El diputado Carles Puigdemont fue nombrado candidato a la presidencia de la Generalitat por el nuevo Presidente del Parlamento, Roger Torrent. Esta circunstancia, prevista en la ley 13/2008, de la presidencia de la Generalitat de Catalunya, parece que no ha sido suficiente para superar el panorama de bloqueo constante a las instituciones de autogobierno catalanas que se practica desde el gobierno del Estado.

Y es que el recurso de Sáenz de Santamaría contra la candidatura de Puigdemont a la presidencia de la Generalitat va más allá de la causa judicial del primero o las capacidades del gobierno del Estado. Fruto de esta usurpación de funciones, el Consejo de Estado emitió un informe donde no veía ningún fundamento jurídico para bloquear la investidura de Puigdemont. En cambio, el Tribunal Constitucional se ha metido de lleno –a pesar de las horas de debate interno– obligando a una investidura presencial. El Estado quiere detener Puigdemont.

Mientras tanto, en Catalunya sigue gobernando el 155 –no lo olvidemos– y las decisiones del Parlamento no son capaces de generar un nuevo gobierno. La amenaza judicial y política preside la política catalana después de la DUI y el 155. Ninguna oferta de diálogo llega, mientras el exilio y la prisión marcan la vida de los artífices del referéndum del 1-O.

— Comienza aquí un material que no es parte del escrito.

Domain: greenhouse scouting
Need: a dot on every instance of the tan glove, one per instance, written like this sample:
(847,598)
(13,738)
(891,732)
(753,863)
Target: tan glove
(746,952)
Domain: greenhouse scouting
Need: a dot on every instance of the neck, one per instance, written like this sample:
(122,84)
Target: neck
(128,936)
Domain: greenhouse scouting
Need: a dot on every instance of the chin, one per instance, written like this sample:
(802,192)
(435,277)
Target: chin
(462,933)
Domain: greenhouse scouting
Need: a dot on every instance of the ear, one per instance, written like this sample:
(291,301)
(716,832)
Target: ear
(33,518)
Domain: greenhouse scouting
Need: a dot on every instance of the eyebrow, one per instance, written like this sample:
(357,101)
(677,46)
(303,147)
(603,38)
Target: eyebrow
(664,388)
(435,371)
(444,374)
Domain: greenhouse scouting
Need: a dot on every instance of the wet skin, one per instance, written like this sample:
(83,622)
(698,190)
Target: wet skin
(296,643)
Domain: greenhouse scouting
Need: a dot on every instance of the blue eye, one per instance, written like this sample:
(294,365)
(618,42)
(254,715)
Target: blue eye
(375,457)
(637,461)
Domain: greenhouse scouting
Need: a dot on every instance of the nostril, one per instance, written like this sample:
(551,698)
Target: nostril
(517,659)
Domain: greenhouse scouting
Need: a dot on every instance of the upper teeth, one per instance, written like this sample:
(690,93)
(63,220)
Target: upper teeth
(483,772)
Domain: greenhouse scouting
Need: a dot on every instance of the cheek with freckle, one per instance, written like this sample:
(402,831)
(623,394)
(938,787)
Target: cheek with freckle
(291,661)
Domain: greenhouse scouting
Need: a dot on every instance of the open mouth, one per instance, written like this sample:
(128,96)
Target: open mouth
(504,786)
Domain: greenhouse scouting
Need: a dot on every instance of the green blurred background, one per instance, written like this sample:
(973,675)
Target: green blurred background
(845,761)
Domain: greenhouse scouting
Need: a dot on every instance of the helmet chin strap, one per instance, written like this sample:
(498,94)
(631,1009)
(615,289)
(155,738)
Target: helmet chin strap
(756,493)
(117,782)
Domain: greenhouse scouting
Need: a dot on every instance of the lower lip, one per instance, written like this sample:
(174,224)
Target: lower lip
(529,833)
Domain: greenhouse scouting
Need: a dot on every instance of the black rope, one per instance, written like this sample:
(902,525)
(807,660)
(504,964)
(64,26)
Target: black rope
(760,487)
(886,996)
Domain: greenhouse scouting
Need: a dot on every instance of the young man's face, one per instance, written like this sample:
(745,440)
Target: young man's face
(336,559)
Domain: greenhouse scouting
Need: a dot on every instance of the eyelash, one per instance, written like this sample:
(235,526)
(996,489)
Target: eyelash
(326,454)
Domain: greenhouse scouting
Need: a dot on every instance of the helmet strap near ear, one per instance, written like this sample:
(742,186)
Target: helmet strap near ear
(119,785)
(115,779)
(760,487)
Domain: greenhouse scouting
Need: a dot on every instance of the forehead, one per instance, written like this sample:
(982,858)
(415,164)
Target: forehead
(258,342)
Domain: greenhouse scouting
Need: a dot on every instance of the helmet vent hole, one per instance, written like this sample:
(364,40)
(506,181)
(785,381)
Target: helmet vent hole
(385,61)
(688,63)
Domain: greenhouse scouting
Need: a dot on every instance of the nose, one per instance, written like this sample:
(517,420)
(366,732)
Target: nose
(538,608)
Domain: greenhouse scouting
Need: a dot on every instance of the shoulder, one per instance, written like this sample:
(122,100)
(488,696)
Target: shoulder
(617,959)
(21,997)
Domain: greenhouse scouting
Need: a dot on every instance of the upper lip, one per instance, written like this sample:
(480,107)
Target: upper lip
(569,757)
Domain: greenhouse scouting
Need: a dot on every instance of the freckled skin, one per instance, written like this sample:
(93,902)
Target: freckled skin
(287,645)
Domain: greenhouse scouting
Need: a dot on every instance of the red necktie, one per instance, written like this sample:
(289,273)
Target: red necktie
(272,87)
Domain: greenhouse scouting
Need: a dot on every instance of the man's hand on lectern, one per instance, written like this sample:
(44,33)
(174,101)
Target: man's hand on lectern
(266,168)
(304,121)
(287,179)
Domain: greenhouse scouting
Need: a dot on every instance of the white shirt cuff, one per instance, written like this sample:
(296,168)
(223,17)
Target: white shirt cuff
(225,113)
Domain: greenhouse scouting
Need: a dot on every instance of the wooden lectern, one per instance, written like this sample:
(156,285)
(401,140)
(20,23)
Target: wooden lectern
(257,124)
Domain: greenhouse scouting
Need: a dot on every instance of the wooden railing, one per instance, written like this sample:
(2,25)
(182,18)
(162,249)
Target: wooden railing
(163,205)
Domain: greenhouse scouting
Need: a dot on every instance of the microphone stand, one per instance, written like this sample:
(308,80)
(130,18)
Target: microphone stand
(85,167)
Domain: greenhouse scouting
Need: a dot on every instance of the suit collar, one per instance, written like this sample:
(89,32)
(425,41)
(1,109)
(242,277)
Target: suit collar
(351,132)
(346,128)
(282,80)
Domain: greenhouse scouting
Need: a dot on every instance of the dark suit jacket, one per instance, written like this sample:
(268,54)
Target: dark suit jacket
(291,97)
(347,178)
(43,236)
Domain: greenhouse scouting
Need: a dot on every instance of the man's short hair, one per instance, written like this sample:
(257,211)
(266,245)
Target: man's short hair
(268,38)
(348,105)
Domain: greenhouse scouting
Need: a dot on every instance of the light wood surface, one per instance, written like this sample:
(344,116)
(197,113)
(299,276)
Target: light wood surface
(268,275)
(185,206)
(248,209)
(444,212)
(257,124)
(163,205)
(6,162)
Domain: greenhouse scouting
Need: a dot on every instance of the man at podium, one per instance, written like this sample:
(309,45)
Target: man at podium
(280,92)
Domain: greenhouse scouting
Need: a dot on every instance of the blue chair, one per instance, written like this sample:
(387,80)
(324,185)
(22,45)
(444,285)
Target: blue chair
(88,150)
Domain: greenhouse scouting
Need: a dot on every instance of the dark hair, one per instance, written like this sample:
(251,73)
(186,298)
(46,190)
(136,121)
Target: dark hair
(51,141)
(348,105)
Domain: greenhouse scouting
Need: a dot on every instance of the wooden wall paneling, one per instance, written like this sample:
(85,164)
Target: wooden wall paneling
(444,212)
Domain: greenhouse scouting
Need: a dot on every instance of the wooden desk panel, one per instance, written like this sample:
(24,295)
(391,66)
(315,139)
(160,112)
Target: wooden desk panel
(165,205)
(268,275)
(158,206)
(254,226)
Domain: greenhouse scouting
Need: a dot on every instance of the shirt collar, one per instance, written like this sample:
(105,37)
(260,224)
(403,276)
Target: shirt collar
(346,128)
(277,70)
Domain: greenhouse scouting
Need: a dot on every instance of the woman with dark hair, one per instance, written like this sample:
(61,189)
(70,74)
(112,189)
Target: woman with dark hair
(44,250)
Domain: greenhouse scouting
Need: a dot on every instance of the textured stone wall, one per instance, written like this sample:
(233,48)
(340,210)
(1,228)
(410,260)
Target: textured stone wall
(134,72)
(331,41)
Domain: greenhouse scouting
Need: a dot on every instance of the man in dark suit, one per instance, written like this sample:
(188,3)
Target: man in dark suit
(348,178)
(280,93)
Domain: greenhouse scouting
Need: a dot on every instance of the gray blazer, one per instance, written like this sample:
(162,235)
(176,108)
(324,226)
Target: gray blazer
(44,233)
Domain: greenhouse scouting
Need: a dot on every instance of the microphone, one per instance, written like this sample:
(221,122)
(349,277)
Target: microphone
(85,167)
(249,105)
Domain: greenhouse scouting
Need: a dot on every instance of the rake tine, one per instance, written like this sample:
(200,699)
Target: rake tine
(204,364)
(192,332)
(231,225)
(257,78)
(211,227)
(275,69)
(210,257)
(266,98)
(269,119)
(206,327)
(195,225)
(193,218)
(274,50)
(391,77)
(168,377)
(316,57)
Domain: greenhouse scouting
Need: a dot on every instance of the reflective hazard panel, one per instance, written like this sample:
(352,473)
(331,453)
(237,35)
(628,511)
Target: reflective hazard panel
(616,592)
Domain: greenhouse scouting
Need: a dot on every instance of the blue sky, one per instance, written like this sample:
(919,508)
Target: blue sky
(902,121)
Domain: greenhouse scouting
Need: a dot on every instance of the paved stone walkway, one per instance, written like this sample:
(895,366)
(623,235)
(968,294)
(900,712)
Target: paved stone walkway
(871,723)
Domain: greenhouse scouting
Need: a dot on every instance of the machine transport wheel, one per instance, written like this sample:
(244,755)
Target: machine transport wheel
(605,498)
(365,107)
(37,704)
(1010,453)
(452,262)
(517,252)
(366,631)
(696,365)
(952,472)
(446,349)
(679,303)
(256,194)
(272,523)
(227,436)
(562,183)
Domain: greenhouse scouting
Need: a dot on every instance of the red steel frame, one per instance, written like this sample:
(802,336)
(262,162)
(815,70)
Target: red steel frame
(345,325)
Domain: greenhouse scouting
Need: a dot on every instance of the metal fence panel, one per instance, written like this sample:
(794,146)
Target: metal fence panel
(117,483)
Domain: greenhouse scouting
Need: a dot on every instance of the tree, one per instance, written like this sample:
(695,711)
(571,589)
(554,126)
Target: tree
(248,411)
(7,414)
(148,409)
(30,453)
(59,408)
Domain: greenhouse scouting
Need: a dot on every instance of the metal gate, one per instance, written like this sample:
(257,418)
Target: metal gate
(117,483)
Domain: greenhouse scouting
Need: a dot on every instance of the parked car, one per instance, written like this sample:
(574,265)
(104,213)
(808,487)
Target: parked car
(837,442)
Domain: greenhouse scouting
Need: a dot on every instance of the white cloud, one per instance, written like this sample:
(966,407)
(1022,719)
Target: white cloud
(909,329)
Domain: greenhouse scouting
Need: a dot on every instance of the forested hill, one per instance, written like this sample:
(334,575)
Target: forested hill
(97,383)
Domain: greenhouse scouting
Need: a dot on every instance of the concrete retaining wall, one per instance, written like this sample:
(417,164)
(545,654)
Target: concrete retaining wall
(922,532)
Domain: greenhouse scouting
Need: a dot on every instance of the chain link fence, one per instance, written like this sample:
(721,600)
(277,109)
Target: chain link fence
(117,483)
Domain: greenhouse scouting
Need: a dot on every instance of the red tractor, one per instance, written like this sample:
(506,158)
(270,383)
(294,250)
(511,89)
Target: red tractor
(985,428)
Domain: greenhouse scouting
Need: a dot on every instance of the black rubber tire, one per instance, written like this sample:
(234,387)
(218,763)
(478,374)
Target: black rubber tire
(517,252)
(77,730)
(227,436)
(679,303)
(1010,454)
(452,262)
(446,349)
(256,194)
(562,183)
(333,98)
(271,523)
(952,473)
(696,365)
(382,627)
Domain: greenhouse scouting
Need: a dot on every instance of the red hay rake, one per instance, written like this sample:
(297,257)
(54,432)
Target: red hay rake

El independentismo tiene, eso sí, una asignatura pendiente: superar la propuesta mágica y asumir, en parte, su derrota. La astucia y los momentos históricos tendrían que dejar a un trabajo de base que pueda garantizar un proyecto practicable a medio plazo. No se trata de traiciones o renuncias; simplemente el Estado ha utilizado toda su fuerza para chafar liderazgos y destruir estrategias. Aquello razonable es que la agenda política de la próxima legislatura esté presidida por la recuperación de las instituciones autonómicas y del control de las finanzas de la Generalitat. El 155 ha sido una agresión de proporciones enormes.

El resistencialismo, en cualquier caso, aporta épica al momento político. Es cierto que el diputado Carles Puigdemont debería poder ser investido como Presidente. Pero, al fin y al cabo, el Estado ha demostrado estar dispuesto a pagar el precio –en términos de imagen internacional– que cuesta bloquear la investidura de Puigdemont. Incluso, por si acaso, el juez Llarena no ha permitido a Junqueras salir de la cárcel para votar en el Parlament. Atado y bien atado.

La descomposición del régimen del 78 ha llegado a sus máximas cotas. El proceso independentista planteado desde Cataluña ha acabado definitivamente con la independencia judicial y con la neutralidad de las instituciones del Estado. De hecho, la principal mentira del modelo territorial del Estado ha caído definitivamente. Recuerdo perfectamente como Xosé Manuel Beiras definía el Parlamento autonómico gallego como “Parlamentiño de cartón” mientras criticaba el centralismo del Partido Popular calificando la administración de la Xunta de Galicia como poder “autoanémico”.

La explosión de la cuestión catalana es el mejor ejemplo que el proceso de “devolution” practicado durante la Transición simplemente respondía a la necesidad de dotar de una cierta estabilidad al artefacto del régimen –y no a una verdadera voluntad federalizante o negociadora–. El centralismo retórico ha dado a un 155 agresivo y recentralitzador. Ahora, además, los parlamentarios y parlamentarias no podrán investir el diputado con más apoyos.

La no-investidura de Puigdemont es un episodio más de todo aquello que no es posible hacer dentro de este sistema político heredero del franquismo, capaz de todo para preservar la unidad de España. Incluso, si es necesario, saltarse las propias leyes.